Posted on: September 19, 2023

Goal and Context

Developing web applications and services requires opening ports on a machine. In some situations, a process using a port might die without releasing the port -- the process is dead but runs in the background, keeping the port reserved. Thus, the solution is to kill the process. Sometimes, some ports might be used by many different processes in different periods of time. Therefore, having a process keeping a port in hostage happens. The solution is to find the process who is holding the port and killing it.

In this article, we will use lsof to find the process of who is holding the port and using kill -9 to kill it. A third tool is needed to combine the information of lsof into kill, which is awk.

Finding the process id by a port number: Lsof

The command line lsof is natively available in Linux. The letters of the tool are for "LiSt Open File".

The trick is to use the -i which allows to find a file that matches a specific address. Many combinations vary for ipv4 or ipv6 or different protocols. In my case, the port I want to kill most of the time is for a web server, a docker container, or a port used in Visual Studio Code (VsCode) for debugging. They are all using tcp. Thus, using lsof -i tcp:9229 gives the information.

1lsof -i tcp:9229
4node 19005 pdesjardins 26u IPv4 ox033434234

The output is simplified but has the information needed: the PID.

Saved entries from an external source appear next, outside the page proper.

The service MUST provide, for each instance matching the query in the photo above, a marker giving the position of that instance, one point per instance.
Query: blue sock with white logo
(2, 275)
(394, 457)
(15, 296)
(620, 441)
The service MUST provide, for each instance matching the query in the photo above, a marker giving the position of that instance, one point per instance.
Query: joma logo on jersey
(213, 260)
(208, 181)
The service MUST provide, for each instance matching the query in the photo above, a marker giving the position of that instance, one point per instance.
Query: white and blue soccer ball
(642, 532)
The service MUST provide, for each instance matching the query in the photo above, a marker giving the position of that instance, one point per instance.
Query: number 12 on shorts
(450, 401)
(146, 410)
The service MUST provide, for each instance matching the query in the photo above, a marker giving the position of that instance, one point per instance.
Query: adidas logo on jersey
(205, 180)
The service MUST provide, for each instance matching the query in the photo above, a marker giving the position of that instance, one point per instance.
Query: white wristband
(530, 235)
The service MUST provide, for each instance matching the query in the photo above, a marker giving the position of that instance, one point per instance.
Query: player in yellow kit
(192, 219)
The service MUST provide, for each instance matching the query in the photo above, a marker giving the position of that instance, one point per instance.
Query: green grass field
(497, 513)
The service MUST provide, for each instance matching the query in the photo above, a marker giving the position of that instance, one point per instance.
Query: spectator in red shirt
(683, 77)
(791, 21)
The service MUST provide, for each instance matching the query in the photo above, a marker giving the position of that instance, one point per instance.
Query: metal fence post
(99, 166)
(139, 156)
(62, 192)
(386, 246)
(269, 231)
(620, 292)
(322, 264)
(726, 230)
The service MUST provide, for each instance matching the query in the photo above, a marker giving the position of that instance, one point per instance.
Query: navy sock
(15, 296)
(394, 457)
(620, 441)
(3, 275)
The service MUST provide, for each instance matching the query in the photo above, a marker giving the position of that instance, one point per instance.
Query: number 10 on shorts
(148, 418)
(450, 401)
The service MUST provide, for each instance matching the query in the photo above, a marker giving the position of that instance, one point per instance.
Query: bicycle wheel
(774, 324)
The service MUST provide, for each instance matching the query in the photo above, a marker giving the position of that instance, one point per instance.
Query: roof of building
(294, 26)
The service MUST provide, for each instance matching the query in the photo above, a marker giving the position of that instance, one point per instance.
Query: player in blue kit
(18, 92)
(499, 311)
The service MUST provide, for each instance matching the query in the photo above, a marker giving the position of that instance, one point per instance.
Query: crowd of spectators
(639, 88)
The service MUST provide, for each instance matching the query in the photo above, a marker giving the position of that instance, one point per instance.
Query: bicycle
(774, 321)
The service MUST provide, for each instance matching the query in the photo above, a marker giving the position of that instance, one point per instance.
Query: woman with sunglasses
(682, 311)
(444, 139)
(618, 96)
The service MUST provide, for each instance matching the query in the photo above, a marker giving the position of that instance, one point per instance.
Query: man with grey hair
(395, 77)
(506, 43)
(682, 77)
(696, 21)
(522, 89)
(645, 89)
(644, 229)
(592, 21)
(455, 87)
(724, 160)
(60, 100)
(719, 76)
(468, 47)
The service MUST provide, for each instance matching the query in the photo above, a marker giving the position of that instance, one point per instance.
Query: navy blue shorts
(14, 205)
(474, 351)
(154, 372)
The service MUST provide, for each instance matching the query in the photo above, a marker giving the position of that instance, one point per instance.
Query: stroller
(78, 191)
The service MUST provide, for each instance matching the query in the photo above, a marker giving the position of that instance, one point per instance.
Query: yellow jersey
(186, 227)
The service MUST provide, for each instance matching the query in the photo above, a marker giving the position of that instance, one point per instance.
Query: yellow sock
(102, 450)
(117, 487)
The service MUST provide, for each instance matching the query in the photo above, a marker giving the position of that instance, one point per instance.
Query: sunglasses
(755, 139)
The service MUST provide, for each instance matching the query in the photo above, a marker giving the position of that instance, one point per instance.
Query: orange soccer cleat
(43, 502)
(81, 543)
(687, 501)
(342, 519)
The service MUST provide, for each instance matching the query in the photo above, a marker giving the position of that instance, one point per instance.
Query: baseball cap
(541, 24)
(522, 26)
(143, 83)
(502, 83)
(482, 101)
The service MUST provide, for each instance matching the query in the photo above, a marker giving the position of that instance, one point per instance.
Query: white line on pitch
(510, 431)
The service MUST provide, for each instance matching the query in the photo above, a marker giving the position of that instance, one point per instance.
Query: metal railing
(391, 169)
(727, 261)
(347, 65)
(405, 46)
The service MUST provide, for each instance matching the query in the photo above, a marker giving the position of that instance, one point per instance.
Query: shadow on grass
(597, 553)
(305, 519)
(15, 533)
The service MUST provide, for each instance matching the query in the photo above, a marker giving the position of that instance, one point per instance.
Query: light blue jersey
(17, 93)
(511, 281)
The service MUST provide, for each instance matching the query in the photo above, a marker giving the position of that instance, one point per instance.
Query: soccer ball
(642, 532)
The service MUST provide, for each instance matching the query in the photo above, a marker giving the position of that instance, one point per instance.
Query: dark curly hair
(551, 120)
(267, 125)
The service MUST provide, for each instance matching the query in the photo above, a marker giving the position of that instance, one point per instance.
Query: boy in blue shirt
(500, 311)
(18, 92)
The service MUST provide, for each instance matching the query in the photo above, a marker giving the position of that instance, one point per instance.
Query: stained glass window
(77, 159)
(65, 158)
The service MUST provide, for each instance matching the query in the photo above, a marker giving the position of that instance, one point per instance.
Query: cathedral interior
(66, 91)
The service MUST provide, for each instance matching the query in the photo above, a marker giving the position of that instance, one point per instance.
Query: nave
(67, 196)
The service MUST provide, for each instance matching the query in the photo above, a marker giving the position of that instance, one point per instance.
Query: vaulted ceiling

The pid is the process identifier that is needed to pass to the next command line.

Grabbing the last line: Tail

The tail command line allows to read a specific line from the end of a file. A file can be the output of a command line. Using tail is a way to skip the header of the lsof. The following command uses the option -n 1, which returns the last line.

1lsof -i tc:9229 | tail -n 1
3node 19005 pdesjardins 26u IPv4 ox033434234

Grabbing a record: Awk

The awk command scans for a pattern. Awk has an option to scan each tab. The PID is on the second record (tab).

1lsof -i tc:9229 | tail -n 1 | awk '{print $2}'

Knowing your Tools

As I wrote this blog post, I looked further the lsof documentation and found out about -t option. The option provides a terse output with only the pid, meaning that the information can be piped to kill. It means that tail and awk can be removed by using:

1lsof -i tc:9229 -t

Killing the process: Kill

The kill command sends a signal to a process using a PID. Killing with kill -9 <pid here> instantly kills the process. However, another tool is needed to inject the PID into a command argument: xargs.

xargs: Passing the PID from Lsof to Kill

The last step is to send the process id to kill from the lsof. The xargs executes a command line and can use a pattern to replace a string by a value. In our case, the pattern is {} and will be replaced by the piped PID. The xargs uses the -l to specify the string to replace. Then, the command is specified with its option. The command needs to use the string, for example, {}, which will be replaced by the value piped. If more than one value is passed, then the command will be executed several times with each value.

The final script:

1lsof -i tc:9229 -t | xargs -l {} kill -9 {}


Ultimately, three tools were needed: lsof, xargs and kill. Learning about the tool helped to reduce the complexity by removing two additional tools (tail and awk).